I went into my first French Starbucks today as well - I was on my way to my first flute lesson and I was really early and had to go to the bathroom. Marie had told us that, since Paris has gradually been getting rid of the public restrooms on the street (because they're not appropriate in such a historical city), we should go in a Starbucks. But, I felt bad about going in without buying something, so I bought a mocha. In two words: NEVER AGAIN. It's so much more expensive here than in the US (4.10, but Euros, not dollars - so more than $5) for a tall mocha. What a waste! On the bright side, I found the cheapest crepes in Paris - a crepe with nutella is only 2 euros, whereas most other places it's 2.50 or even 3 sometimes. A nice Greek guy down the street from CUPA makes them and it tasted the same. Anyway, at least the bathroom in the Starbucks was nice, but the energy conservation was annoying. The lights were motion activated, but they didn't stay on for very long. And, you need to push the button on the hand dryer the whole time you use it, which is dumb and makes the drying process take twice as long.

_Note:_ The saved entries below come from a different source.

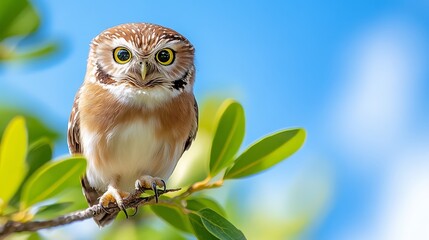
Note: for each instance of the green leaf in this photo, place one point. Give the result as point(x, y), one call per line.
point(173, 215)
point(39, 153)
point(17, 18)
point(267, 152)
point(13, 150)
point(51, 179)
point(219, 226)
point(228, 136)
point(200, 230)
point(199, 203)
point(52, 210)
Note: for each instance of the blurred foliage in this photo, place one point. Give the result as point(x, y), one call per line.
point(35, 187)
point(19, 20)
point(39, 185)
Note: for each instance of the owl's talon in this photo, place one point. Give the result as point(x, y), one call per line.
point(148, 182)
point(155, 190)
point(122, 207)
point(165, 185)
point(104, 209)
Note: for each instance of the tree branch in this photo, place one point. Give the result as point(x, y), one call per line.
point(133, 201)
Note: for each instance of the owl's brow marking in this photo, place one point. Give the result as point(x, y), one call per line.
point(103, 77)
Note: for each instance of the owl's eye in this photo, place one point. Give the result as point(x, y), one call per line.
point(165, 56)
point(121, 55)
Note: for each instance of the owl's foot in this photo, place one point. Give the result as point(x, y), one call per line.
point(114, 195)
point(149, 182)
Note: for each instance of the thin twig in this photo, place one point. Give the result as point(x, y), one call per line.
point(133, 201)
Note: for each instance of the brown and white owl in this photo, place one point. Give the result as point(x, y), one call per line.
point(135, 113)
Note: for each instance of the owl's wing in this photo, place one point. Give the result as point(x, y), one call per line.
point(73, 134)
point(194, 129)
point(75, 147)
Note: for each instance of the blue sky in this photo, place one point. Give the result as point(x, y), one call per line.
point(353, 74)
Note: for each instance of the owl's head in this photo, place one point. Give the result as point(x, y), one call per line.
point(141, 61)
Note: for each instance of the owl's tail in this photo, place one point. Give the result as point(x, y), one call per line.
point(92, 196)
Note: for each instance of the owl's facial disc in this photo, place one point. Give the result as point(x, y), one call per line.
point(143, 70)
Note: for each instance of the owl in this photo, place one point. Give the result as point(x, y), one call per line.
point(135, 113)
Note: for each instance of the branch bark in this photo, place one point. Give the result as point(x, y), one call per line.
point(133, 201)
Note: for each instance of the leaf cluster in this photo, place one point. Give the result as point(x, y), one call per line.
point(33, 186)
point(19, 20)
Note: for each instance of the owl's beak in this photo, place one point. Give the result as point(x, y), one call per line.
point(143, 70)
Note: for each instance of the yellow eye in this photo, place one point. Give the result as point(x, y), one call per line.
point(121, 55)
point(165, 56)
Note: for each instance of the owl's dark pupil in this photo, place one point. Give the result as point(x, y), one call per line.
point(163, 56)
point(123, 55)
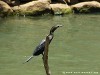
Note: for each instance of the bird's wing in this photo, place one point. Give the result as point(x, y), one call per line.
point(40, 48)
point(42, 41)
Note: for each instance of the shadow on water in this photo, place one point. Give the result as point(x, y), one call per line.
point(75, 47)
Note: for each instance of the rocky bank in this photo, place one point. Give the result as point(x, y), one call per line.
point(40, 7)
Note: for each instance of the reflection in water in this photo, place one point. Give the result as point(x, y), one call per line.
point(76, 45)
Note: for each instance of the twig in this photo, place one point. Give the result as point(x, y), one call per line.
point(45, 56)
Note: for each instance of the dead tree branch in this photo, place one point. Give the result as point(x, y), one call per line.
point(45, 56)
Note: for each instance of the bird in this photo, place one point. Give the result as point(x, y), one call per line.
point(40, 48)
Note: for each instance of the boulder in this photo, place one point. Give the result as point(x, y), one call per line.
point(32, 8)
point(12, 2)
point(86, 7)
point(5, 9)
point(59, 9)
point(88, 0)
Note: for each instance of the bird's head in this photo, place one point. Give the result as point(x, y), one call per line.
point(54, 28)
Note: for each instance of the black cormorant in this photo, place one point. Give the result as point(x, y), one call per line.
point(40, 48)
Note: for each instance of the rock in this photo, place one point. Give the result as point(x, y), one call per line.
point(5, 9)
point(59, 9)
point(12, 2)
point(86, 7)
point(88, 0)
point(32, 8)
point(66, 1)
point(72, 1)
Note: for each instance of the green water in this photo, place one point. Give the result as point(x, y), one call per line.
point(75, 47)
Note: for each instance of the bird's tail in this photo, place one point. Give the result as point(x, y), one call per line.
point(28, 59)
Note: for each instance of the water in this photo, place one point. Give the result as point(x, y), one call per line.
point(75, 47)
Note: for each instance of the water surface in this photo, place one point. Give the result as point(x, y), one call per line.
point(75, 47)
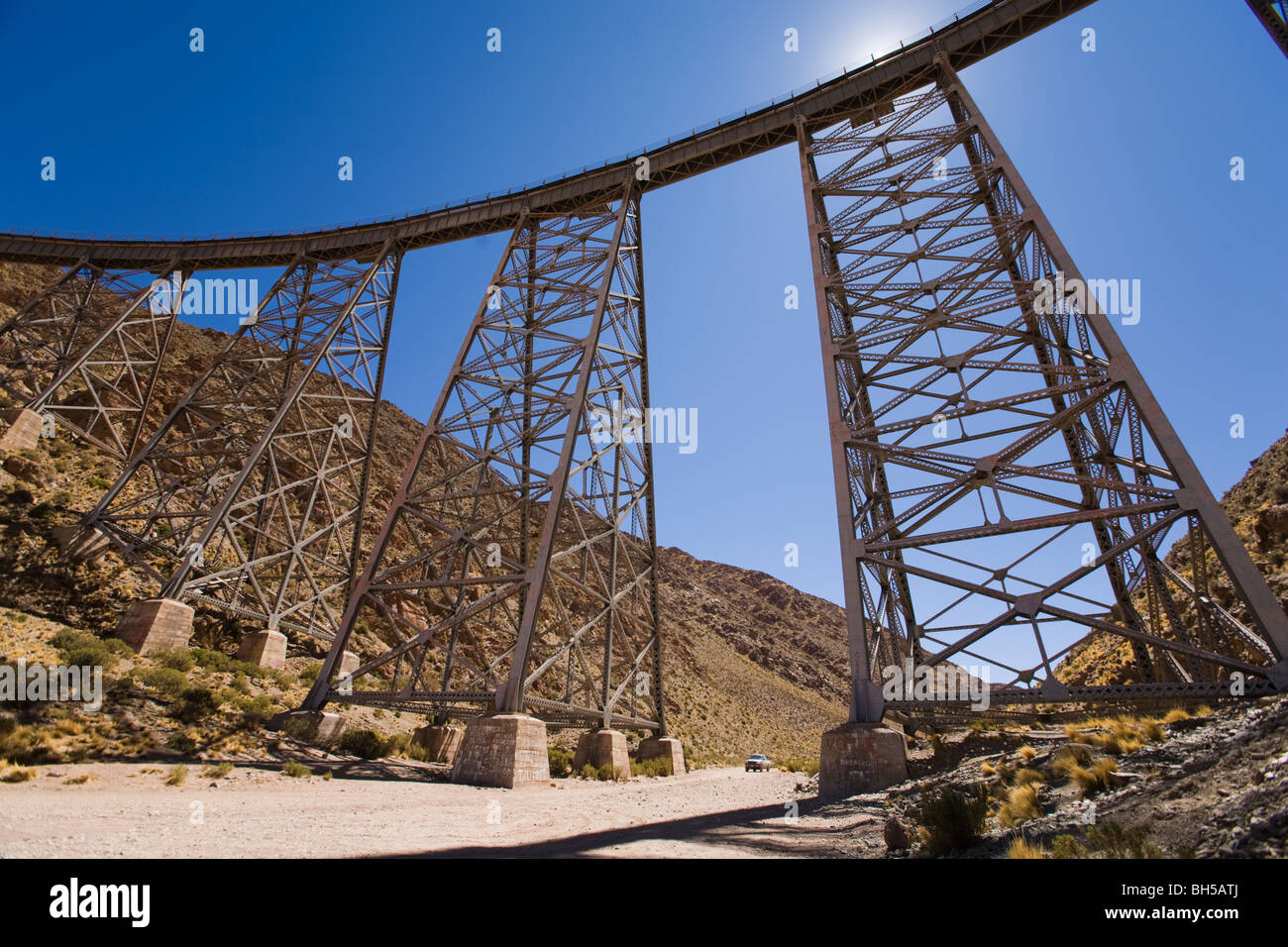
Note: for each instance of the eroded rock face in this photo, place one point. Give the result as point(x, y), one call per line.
point(1271, 526)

My flute lesson was great. Bastien Pelat is a really good teacher, and the French wasn't too much of a problem. By that, I mean that I don't have a musical vocabulary, so simple words such as tuning, chord, scale, trick fingering, air support, etc. were beyond my vocabulary. So, every time he said the French words, it took me an extra second or two to understand what he was saying. For example, I played a note a little flat, and he said "gardez la justesse." The French word for being in tune is apparently "justesse." At one point, he called some notes "les noirs" (the blacks) and others "les blancs" (the whites) because half notes are open circles and quarter notes are just black dots. It was an interesting lesson for that reason, but he also had really constructive things to say about my playing. And he said I spoke French really well!
Earlier today at CUPA, we had "galette des rois" which is a cake made to celebrate the epiphany (I'm not sure if it's called that in English, but it's some kind of Catholic holiday, I think). Each cake has a little clay toy inside, and whoever gets that piece after it's cut is crowned the king or queen. I suppose it's interesting that French people bake toys into their food - I thought it was just rings. If you don't understand this, it's a reference to a French fairy tale called Peau d'âne or Donkey Skin. In it, the beautiful princess' father falls in love with her after her mother dies and tells him he has to marry the most beautiful girl in the kingdom, who happens to be his daughter. So, after talking to her fairy godmother, the girl tells her father that she'll marry him if he makes her a dress that's the color of the sky, which he does, then the moon, and then the sun. Then, her fairy godmother realizes that that was a bad suggestion, and tells the girl to tell her father to kill and skin his donkey that poops gold - yeah, French stories can get kind of strange. Of course, he does that too, so the girl has to cover herself with the donkey skin and run away, where she works as a housekeeper, but everyone thinks she's really ugly because of the donkey skin. Then, she meets the prince and he sees her trying on her pretty dresses one day, but no one believes him that she's really beautiful, so she bakes him a cake and drops a ring into the batter so he knows it was her. Then, he demands that she make him another cake, and when she delivers it to him, she takes off the donkey skin and everyone lives happily ever after. And that, my friends, is a French fairy tale! Incest, gold pooping donkeys, insulting ugly people, lousy fairy godmothers, and baking rings into cakes.
What was I talking about? Oh, right. Galette des rois. I didn't get the toy, so I wasn't queen. It's okay, though - the toys were just clay farm animals. We also had "cidre" which is like apple juice wine. I didn't really appreciate that either. But, maybe after four months, I'll like it. The picture on this entry is of Catherine Deneuve, a famous French actress, portraying the princess in "Donkey Skin."